Monday, July 18, 2016
By Mario Sarto - Self-photographed, CC BY-SA 3.0, https://commons.wikimedia.org/w/index.php?curid=1015397
Here's a case with some interesting facts: Jacobsen Diamond Center, LLC v. ADT Security Services, Inc., Docket No. A-1578-14T1, out of New Jersey.
The plaintiff in the case is a jeweler, who suffered two consecutive thefts on Super Bowl weekends in 2010 and 2011. The first Super Bowl theft involved cutting through the wall that bordered a retail store next door and removing a safe positioned against the wall. Because the thieves cut through the wall, they didn't set off the ADT alarm system linked to the jeweler's doors.
After this robbery, the jeweler then moved its safes to the middle of the store, away from the walls. The second Super Bowl theft (perhaps by the same people, emboldened by their previous success?) involved the disabling of the ADT security system in place.
The Super Bowl thieves have never been apprehended, and the jeweler did not have any insurance on the stolen jewels, so the jeweler has sued ADT and a number of other companies that were involved with the jeweler's security systems, alleging various misrepresentations about the security, fraud, negligence, and breaches of contract.

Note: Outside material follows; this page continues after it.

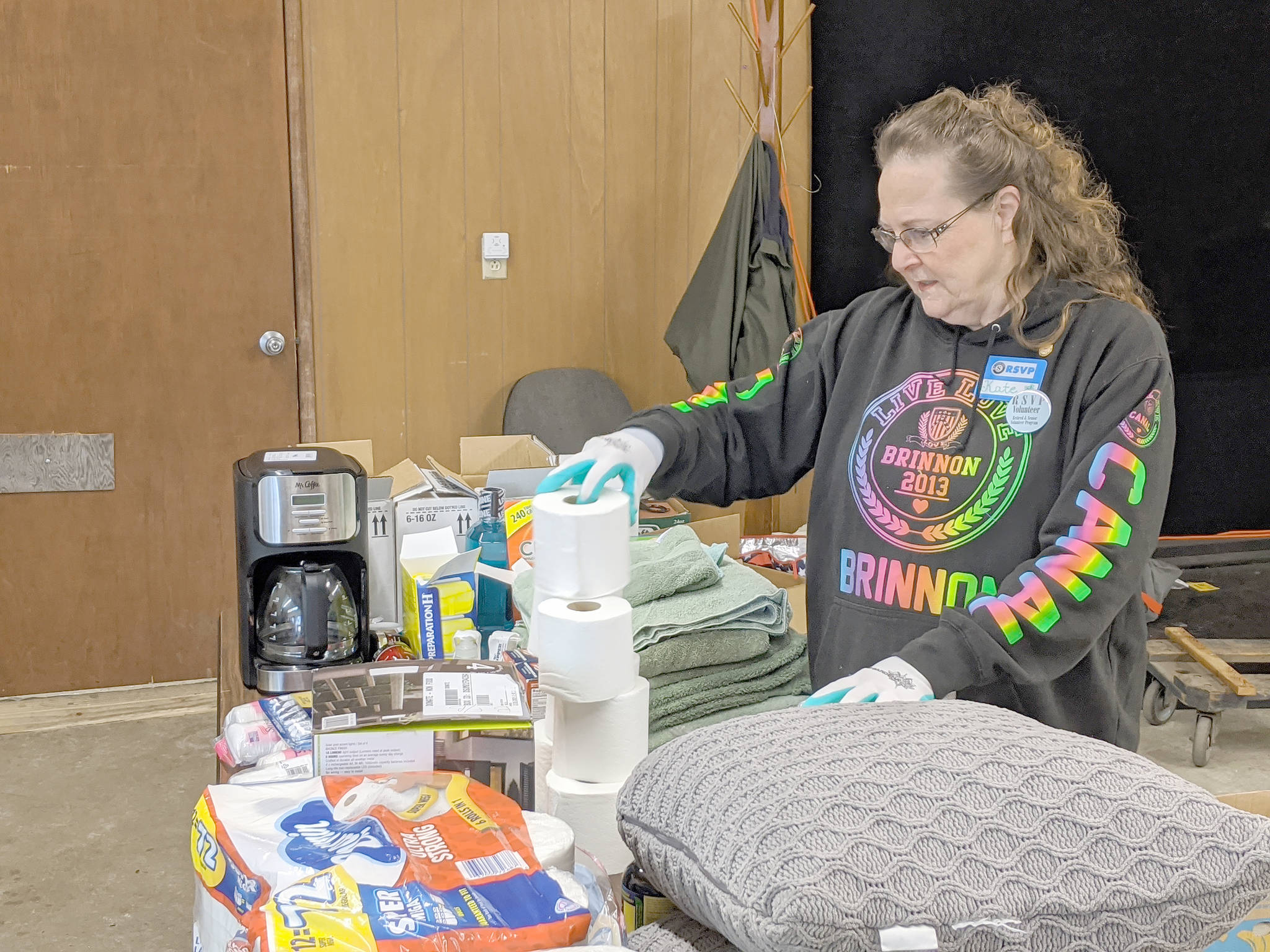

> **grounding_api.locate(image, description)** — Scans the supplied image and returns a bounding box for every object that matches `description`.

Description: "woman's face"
[877,156,1018,327]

The jeweler lost on all of its claims, either by summary judgment or by jury verdict, and the jeweler now appeals.
Of special interest to this contracts law blog is the ruling on the limitation of liability clause in ADT's contract with the jeweler. This was a standard form contract used by ADT that limited its liability to $1,000 (far below the alleged worth of the stolen jewels). These limitations of liability clauses are enforceable and reasonable; the policy behind this stance is supposed to encourage the purchaser of the security system to maintain insurance coverage of its valuables, as it is the purchaser in the best position to know what the value is of the things it is seeking to protect. The court found that the jeweler knew it should have had insurance and it was not ADT's fault that the jeweler failed to obtain such insurance; therefore, ADT should not be held responsible for the jeweler's failure.